Пока пилот делал рукой свои пассы, взгляд Викторова зацепился за необычный перстень у того на пальце. Там на печатке, в обрамлении шестерни был изображен перекрещенный пропеллер с крыльями. По краям печатки стоял оттиск финского герба со львом. Такая требовательность к деталям Славку очень сильно удивила.

— По Шерлоку Холмсу?! А доктор Ватсон? Этого Мориарти надо показать доктору Ватсону! — попытался пошутить Славка. — А откуда вы знаете, что цель — это Шерлок Холмс?

— Так вы тоже читали! — воскликнул пилот. — Замечательная вещь! Купил томик, когда перегонял этих крылатых красавцев к нам, — Эскола кивнул на воздушное судно.

— А то, что он стреляет по Шерлоку Холмсу, так он сам об этом сказал! Да и не совсем обычный, сложный силуэт у мишени выпиливает, как будто человек курительную трубку с изгибом в руке держит.

«Нда-а-а», — подумал Славка. — «Это он мне сейчас так хитро на излишне эксцентричного клиента пожаловался. Еще и самолеты, значит, перегоняет. Ничем помочь не могу — сфера услуг точно не мое, я бы так паясничать не смог. Надо выяснить про полет, а то сейчас действительно запихнут эти комики в салон, да без парашюта».

— Когда полетим? — задал вопрос Славка.

— Скоро уже, как темнеть начнет, — ответил немедля пилот. — Это если из штаба вновь не позвонят и не отменят вылет, как последние два раза. Тринадцатый полет у меня это уже будет, вроде крайний, а потом обратно в Иммола. Весь северо-запад уже облетал. Карелию и Ингерманландию. Последние два вылета как раз над Кронштадтом и Петербургом были. Красота! Высота семь тысяч метров! Но наши начальники опять и здесь ошиблись — считалось, что самолет не видно с земли на такой высоте, но наши профи из пограничной службы звуковую разведку имеют что надо. Пограничники нажаловались, и в Москву полетели ноты протеста, о том, что мы летаем! Можете себе представить такой политический казус? Мы же летаем, и мы же жалуемся на пролеты самолетов! А если вскроется? С карьерой летчика на время придется точно попрощаться и уехать в Швецию!

Славка вежливо улыбнулся в ответ на этот то ли элемент погружения в исторические реалии, а то ли настоящие трудности пилота-актера. Тот уже и так, по мысли Славки, выпал из образа молчаливого сурового финна с обязательным пукко в глубоких ножнах на поясе.

— Не переживайте, я гляжу, у вас дедушка Велхо опытный волшебник, — попытался он в русле происходящего утешить пилота. — Он явно не допустит срыва сегодняшнего рейса. Руны начертит, руками взмахнет, и штаб промолчит. Полетим счастливо с попутным ветром. И ученики у вашего чародея что надо — я бы с такими в темной подворотне не советовал бы встретиться.

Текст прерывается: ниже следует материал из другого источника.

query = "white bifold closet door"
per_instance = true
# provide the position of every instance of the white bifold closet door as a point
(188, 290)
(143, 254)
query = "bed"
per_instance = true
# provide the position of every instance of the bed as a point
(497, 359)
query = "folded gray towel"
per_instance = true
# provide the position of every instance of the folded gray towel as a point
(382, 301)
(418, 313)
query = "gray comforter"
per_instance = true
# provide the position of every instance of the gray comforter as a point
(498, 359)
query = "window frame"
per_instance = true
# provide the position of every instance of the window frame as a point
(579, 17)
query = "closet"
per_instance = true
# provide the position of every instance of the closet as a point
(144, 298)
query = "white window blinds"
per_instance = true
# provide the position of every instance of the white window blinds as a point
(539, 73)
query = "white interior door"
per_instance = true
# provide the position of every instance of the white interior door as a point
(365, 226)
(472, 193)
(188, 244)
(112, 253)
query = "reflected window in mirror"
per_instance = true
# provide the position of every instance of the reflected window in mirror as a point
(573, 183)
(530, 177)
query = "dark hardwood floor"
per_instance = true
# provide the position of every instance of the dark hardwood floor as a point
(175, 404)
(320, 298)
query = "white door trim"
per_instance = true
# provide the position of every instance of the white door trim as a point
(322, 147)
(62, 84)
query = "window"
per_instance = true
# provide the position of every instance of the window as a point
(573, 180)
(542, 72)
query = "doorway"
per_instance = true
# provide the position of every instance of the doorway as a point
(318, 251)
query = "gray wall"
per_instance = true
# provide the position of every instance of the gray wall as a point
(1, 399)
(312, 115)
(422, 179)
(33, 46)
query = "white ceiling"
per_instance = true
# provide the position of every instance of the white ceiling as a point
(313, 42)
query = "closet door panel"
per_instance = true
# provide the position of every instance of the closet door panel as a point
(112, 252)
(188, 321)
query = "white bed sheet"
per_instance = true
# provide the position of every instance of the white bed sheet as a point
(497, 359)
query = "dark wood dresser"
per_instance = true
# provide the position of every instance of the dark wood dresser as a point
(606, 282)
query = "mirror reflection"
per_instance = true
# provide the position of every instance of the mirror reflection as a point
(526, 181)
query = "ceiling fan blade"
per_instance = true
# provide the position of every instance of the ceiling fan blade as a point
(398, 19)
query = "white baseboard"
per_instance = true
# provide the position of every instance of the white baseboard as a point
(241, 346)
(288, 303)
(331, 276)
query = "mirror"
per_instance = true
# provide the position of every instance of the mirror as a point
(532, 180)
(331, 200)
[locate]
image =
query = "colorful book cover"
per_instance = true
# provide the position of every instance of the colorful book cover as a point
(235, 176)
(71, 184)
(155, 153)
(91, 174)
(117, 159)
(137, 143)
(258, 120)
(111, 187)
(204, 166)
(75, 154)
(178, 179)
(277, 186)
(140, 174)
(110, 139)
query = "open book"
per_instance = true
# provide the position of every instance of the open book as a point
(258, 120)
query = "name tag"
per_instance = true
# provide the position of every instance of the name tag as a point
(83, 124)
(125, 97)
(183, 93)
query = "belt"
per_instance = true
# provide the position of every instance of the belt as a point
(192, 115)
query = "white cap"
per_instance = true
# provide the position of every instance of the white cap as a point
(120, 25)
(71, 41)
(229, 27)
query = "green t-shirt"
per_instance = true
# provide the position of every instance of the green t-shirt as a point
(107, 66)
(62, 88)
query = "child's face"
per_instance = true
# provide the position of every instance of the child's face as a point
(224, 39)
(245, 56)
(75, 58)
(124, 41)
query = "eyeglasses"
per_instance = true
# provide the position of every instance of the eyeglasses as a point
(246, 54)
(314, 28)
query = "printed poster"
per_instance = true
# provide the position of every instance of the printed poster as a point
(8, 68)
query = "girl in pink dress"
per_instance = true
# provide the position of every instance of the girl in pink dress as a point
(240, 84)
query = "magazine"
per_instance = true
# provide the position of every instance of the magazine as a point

— Дед Велхо — настоящий колдун, — согласно закивал говорливый и смешливый псевдофинн. — Такую мне руну дал — никто за все двенадцать полетов меня не заметил. Кроме наших пограничников, конечно.

— Пограничники — крутые ребята, — вставил соглашательскую реплику Славка. Разговор надо было как-то поддерживать. Человек старается, не стоять же молчаливым пнем. Но он не удержался от заклепки по технике, решил все же сказать про свастику, которую, видимо, имел в виду пилот — он совершенно справедливо опасался быть замеченным с таким запрещенным законодательством знаком на борту.

— Но вот руна на фюзеляже неправильная. Самолет английский, Бристоль-Бленхейм, если я не ошибаюсь. А у вас немецкая свастика нарисована, причем голубым цветом по белому кругу, вместо буквы «S». И свастика — это не руна вообще, а перевернутый арийский знак плодородия!

— Не знаю ничего про букву «S». Мы же не шюцкор, а кадровая часть! Вы, должно быть, с Шюцкором перепутали — у них нашивка в виде такой буквы. Да нашу Хакаристи немцы у нас и переняли, она на самолетах с восемнадцатого года наносится, да и не только немцы — латыши тоже ее позаимствовали! Мы, финны, первые ее рисовать начали. Граф фон Русен, швед, подарил финской белой армии свой первый самолет со свастикой на борту, и эта эмблема по приказу Маннергейма вошла в символику и нагрудные знаки. А руны деда Велхо я не покажу, примета это плохая — показывать оберег! Пока он приносит удачу, и менять текущее состояние дел я не намерен! Ладно, я пойду, у меня еще кое-что не проверено.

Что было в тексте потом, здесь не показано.